Comparison of in Vitro and in Vivo Activities Associated with the G6pd Allozyme Polymorphism in Drosophila Melanogaster

W F Eanes 1, L Katona 1, M Longtine 1
PMCID: PMC1204110  PMID: 2168852

Abstract

Earlier studies of the A and B allozymes at the G6pd locus show a differential ability of the genotypes to suppress the loss of viability associated with a low activity 6-phosphogluconate dehydrogenase mutation, 6Pgd(lo 1). This observation indicates a relatively lower activity for the A allozyme genotype, but it is not known if this level of suppression required a large difference in in vivo activity.
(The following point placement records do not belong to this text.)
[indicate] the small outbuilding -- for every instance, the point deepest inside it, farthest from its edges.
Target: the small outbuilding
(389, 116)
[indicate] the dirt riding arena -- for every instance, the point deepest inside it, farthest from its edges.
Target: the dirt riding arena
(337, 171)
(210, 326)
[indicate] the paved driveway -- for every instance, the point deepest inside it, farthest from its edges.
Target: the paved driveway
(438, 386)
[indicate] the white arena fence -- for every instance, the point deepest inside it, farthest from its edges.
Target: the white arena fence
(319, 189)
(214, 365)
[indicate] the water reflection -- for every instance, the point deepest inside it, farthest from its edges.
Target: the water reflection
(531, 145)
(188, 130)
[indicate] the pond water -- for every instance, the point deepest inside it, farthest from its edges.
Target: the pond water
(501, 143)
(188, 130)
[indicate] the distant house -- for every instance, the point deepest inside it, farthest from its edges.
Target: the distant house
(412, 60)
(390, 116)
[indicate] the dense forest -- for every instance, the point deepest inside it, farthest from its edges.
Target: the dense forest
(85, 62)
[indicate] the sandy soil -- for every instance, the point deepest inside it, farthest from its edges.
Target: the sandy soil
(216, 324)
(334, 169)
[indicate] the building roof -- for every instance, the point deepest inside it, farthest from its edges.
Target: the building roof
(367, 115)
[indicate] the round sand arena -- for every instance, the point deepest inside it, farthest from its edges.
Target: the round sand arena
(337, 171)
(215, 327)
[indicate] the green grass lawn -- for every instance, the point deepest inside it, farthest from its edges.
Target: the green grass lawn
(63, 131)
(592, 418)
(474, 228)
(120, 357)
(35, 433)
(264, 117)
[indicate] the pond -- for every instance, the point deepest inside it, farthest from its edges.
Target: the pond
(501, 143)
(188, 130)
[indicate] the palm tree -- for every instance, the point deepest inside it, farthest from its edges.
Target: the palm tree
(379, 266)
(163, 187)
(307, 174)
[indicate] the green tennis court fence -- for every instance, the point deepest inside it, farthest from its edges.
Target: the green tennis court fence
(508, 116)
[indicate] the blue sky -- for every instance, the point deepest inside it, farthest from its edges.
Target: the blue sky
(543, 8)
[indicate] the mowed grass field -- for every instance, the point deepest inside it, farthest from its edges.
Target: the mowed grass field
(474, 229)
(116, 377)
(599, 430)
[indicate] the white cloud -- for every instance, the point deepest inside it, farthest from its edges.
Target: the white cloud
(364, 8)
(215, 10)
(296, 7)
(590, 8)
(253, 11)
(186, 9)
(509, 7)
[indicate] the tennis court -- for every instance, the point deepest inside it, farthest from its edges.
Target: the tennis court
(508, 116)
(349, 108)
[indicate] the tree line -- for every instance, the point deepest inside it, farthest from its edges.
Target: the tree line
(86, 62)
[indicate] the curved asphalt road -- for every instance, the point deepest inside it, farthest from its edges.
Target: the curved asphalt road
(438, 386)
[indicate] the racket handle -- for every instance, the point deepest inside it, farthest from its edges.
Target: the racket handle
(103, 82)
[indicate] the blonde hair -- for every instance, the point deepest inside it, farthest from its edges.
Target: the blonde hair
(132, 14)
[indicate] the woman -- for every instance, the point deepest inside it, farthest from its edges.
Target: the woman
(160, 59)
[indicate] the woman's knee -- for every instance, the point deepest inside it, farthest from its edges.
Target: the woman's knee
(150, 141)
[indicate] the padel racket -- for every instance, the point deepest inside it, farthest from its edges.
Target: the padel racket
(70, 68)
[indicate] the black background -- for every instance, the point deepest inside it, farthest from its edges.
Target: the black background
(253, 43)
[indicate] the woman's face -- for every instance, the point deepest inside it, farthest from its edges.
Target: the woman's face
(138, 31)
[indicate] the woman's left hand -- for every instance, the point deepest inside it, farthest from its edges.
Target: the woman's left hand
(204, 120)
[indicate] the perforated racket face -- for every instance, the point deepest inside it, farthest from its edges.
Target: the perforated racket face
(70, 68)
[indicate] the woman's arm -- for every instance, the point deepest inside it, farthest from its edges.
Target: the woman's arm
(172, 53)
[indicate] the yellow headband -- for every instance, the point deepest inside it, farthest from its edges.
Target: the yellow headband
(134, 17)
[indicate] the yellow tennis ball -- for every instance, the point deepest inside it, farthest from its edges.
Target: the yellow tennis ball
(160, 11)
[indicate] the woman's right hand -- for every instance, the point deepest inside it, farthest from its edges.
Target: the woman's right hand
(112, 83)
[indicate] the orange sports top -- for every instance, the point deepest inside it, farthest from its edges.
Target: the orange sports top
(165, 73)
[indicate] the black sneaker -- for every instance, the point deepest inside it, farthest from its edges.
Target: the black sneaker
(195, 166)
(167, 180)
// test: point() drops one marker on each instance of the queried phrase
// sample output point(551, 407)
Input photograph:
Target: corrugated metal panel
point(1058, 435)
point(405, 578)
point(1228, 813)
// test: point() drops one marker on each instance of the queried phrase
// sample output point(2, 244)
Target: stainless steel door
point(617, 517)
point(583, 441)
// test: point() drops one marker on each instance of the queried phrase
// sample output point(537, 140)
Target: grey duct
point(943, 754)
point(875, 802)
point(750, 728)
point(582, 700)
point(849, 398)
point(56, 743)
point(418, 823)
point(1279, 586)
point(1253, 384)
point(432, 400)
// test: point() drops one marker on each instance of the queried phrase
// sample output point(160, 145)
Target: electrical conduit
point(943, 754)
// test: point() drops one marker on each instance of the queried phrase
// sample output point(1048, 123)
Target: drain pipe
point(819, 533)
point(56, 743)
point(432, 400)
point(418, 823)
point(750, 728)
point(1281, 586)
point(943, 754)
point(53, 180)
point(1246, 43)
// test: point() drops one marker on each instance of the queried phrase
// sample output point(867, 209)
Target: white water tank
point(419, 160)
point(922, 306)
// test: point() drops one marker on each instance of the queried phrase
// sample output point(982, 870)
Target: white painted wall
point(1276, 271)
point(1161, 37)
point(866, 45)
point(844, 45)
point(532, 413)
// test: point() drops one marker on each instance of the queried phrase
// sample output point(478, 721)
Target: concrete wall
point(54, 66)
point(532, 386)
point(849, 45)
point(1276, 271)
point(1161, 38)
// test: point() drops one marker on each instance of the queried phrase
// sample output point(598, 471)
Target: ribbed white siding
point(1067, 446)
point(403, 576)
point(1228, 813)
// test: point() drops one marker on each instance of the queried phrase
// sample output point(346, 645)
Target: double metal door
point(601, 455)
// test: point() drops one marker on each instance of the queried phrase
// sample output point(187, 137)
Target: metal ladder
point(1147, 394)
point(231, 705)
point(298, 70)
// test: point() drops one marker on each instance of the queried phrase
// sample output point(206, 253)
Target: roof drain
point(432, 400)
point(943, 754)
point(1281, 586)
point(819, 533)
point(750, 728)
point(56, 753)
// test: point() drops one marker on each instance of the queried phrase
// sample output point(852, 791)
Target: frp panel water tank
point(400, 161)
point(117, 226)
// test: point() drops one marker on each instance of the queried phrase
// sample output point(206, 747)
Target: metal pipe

To clarify this difference an analysis of the biochemical properties of the purified allozymes was carried out, as well as an analysis of the activity level associated with an original low activity P element-derived allele which had partially reverted and lost its suppression ability. G6PD activity and protein level were studied in 47 X chromosome lines from North America. The A genotype averages a 9% lower V(max). From analysis of the correlation between G6PD activity and protein level it remains unclear whether the allozyme V(max) difference results from dissimilarity in protein level or k(cat). At 25° and physiological pH, comparative studies of the steady-state kinetics show the two purified allozyme variants differ significantly in their K(M) values for glucose-6-phosphate and NADP, and the K(I) for NADPH. In aggregate these parameters predict the A genotype possesses a 20% lower in vitro catalytic efficiency. A partial revertant of a P element-derived low activity B variant, was shown to lose the ability to suppress 6Pgd(lo 1) low viability after acquiring only 60% of normal B activity. This last comparison shows the A genotype activity must be reduced in vivo by at least 40%.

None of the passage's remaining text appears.